Rob Gordon
- Born: William Robert Gordon 7 August 1965 (age 61) Te Awamutu, New Zealand
- Height: 1.92 m (6 ft 4 in)
- Weight: 100 kg (220 lb)
- School: Te Awamutu College
- University: University of Otago
- Notable relative: Steve Gordon (brother)

Rugby union career
- Position: Loose forward

Senior career
- Years: Team / Apps / (Points)
- 1992–95: US Colomiers
- 1995–99: Toshiba

Provincial / State sides
- Years: Team / Apps / (Points)
- 1986–87: Otago
- 1988–91: Waikato

International career
- Years: Team / Apps / (Points)
- 1990: New Zealand / 0 / (0)
- 1997–99: Japan / 17 / (20)

= Rob Gordon =

Japan international rugby union player

William Robert Gordon (born 7 August 1965) is a former New Zealand rugby union player. A loose forward, where he could play either blind side flanker or No. 8. Gordon represented Otago and Waikato at a provincial level. He was a member of the New Zealand national side, the All Blacks, in 1990 on the tour on France, during which he played three matches but no tests.

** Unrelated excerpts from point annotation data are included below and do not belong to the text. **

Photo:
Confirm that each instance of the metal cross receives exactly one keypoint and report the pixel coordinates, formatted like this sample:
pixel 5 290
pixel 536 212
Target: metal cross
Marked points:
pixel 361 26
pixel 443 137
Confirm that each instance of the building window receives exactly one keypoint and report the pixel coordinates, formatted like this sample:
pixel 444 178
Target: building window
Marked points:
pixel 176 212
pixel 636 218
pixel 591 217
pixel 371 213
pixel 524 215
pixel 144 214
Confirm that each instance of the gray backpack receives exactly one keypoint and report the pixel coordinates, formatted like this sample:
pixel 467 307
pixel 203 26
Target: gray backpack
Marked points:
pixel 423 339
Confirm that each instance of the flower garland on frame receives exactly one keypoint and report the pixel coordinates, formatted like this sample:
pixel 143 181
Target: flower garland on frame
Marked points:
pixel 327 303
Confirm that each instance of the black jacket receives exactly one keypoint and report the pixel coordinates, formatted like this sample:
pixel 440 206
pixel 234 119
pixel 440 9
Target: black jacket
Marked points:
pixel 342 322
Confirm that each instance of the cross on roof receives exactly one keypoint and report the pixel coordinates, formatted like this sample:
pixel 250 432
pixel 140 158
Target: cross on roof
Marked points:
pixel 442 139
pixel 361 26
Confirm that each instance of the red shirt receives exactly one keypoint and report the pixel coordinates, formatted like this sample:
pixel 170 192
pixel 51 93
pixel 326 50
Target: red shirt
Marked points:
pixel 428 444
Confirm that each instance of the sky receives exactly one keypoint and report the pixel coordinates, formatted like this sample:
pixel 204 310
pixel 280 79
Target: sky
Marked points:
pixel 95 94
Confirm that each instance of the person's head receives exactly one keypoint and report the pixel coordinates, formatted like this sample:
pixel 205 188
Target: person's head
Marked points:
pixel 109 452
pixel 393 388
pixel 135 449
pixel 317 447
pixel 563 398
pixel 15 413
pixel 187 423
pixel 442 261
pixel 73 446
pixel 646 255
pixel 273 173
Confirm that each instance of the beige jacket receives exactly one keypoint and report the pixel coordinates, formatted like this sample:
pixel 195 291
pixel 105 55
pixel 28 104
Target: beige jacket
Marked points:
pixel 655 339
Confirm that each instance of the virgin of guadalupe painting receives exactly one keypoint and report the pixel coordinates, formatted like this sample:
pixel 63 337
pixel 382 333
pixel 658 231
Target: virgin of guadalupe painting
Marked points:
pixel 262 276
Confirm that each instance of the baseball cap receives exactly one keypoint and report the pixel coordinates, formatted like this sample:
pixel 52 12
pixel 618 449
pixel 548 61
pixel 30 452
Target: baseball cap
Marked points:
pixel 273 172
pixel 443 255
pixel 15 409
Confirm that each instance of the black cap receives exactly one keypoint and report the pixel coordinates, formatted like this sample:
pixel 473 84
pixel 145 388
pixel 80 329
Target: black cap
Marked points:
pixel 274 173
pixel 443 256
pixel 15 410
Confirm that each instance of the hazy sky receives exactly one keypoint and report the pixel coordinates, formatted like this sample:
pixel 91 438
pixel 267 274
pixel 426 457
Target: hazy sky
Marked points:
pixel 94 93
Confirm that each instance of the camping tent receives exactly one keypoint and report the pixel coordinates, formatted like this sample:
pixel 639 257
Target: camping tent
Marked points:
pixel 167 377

He also appeared in a New Zealand XV in 1991 playing unofficial tests against Russia, an Australian XV and Romania. He established New Zealand and world records for the most tries (5) scored by a forward in a national championship rugby match, which still stand. Between 1997 and 1999, when working and playing rugby for Toshiba in Tokyo, Japan he played 17 test matches for Japan, including three test matches at the 1999 Rugby World Cup.